第48話

 その夜、相沢佳花は真っ黒いAラインドレスに袖を通した。

 丈はロング。裾はフレア状で、足元に近付くほど広がっている。

 上半身にはレースが施されており、落ち着いた華やかさを演出する。

 クラシックのコンサートやオペラにも自信を持って行ける装い。

 高校生には不似合いなほど上等な生地で作られたドレスは仕立て屋の祖母からの贈り物である。最期にドレスを着てみたいと言ったら祖母は張り切って用意してくれた。

 どんなデザインがいいか、何色にするかと尋ねられ、黒いドレスと答えた。

 美しい服を着て最期を迎えたいが、浮かれた色のドレスを着るのは憚られた。

 装飾もシンプルなもの、とリクエストしたら祖母は打って変わって難しい顔をしていた。

 せっかく孫に仕立てるのだから、もっと華やかで着ていて楽しくなるような服が良かった。
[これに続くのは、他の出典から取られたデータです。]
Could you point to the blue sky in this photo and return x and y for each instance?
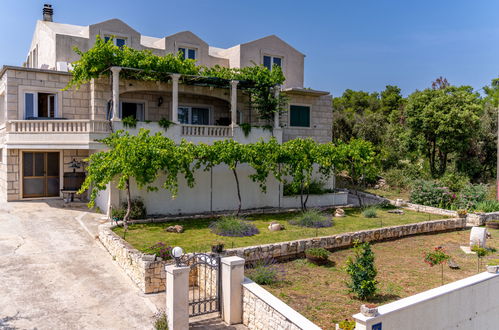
(361, 45)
 祖母は渋りながらも佳花に合った黒いドレスを贈った。

 悪いことしたかな、と思いながらリップをひと塗りする。

 肌の状態は万全なのでメイクは控えめに。リップはいつもより濃い赤で鮮やかに。

 鏡に映るのは理想として思い描いていた自分である。体のシルエットも顔立ちも肌の質感もすべてが整っている。


 鏡に映った自分の後ろに開けっ放しのクローゼットがある。白いドレスがちらりと見えた。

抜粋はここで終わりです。